Vielstimmig für die Demokratie

Erst am Ende dieser gemeinsamen Proben wurde dann der Wettstreit vor geladenem Publikum mit etwa 30 Zuhörer*innen ausgetragen. Die beiden Chöre sangen, wie vorab vereinbart, abwechselnd jeweils vier Stücke, gefühlt allesamt gleich gut und spannend. Das empfand auch das Publikum so.

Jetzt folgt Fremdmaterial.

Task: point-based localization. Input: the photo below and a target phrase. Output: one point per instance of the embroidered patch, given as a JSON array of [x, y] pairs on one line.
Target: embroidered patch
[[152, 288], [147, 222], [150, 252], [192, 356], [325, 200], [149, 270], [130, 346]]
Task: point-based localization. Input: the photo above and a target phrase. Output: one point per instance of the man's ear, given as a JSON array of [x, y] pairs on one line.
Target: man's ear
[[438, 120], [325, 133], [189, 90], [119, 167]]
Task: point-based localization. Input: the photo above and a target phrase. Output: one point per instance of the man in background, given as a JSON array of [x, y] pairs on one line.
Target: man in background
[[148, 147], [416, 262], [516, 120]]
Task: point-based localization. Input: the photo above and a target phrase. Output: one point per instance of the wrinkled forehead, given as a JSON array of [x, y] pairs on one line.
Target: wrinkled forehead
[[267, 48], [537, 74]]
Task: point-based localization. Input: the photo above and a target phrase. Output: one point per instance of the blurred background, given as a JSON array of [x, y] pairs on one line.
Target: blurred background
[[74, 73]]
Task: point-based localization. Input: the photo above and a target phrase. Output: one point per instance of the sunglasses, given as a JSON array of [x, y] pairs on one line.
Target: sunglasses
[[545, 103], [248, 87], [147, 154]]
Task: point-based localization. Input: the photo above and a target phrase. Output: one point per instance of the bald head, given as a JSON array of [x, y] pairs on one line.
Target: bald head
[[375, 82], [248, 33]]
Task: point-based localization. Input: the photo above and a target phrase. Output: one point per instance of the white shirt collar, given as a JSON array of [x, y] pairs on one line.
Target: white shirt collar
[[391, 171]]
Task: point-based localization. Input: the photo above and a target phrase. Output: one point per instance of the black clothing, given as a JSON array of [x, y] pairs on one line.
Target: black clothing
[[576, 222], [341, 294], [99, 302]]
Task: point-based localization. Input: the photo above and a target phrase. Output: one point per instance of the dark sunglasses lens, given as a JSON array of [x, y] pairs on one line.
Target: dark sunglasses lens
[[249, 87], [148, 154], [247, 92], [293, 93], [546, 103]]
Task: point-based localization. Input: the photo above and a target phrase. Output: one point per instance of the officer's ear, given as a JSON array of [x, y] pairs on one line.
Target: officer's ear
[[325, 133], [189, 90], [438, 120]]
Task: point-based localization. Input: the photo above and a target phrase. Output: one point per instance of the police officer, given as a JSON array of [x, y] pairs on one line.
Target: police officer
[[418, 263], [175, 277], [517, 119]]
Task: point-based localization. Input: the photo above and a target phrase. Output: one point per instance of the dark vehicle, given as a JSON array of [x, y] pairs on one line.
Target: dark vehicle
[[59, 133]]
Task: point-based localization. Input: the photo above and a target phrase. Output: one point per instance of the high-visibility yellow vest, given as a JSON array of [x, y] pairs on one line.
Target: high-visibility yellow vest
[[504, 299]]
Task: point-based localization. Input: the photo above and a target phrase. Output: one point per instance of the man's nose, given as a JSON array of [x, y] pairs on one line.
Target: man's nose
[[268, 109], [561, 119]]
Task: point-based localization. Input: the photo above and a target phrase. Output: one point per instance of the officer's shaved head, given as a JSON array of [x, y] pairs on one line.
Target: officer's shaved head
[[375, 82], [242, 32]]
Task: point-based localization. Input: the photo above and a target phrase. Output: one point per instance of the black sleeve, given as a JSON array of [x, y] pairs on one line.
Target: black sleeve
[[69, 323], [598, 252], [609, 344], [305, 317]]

Denn mit Auge und Ohr beim Applaus ließ sich beim besten Willen nicht sagen, bei wem lauter oder stärker geklatscht wurde. So einigten sich die freundschaftlichen Konkurrenten auf ein Unentschieden. Hinzu kommt, dass beide Chöre schwer miteinander vergleichbar sind: Bei POLITICALied singen etwa zehn Leute, beim Lübecker Gewerkschaftschor sind es mehr als doppelt so viele. Spannender als der Wettbewerb war letzten Endes aber das Programm selbst, das durchaus als Statement für die Demokratie zu verstehen war. Beim Politischen Lied kann man Entdeckungen machen. Beim Zuhören und beim selbst Singen sowieso. Weil es den beiden Chören so viel Spaß gemacht hat, wollen sie im nächsten Jahr auf jeden Fall weiter zusammen proben. Einen „Battle“ wird es aber eher nicht geben. Anstatt gegeneinander singen beide lieber miteinander im großen Chor.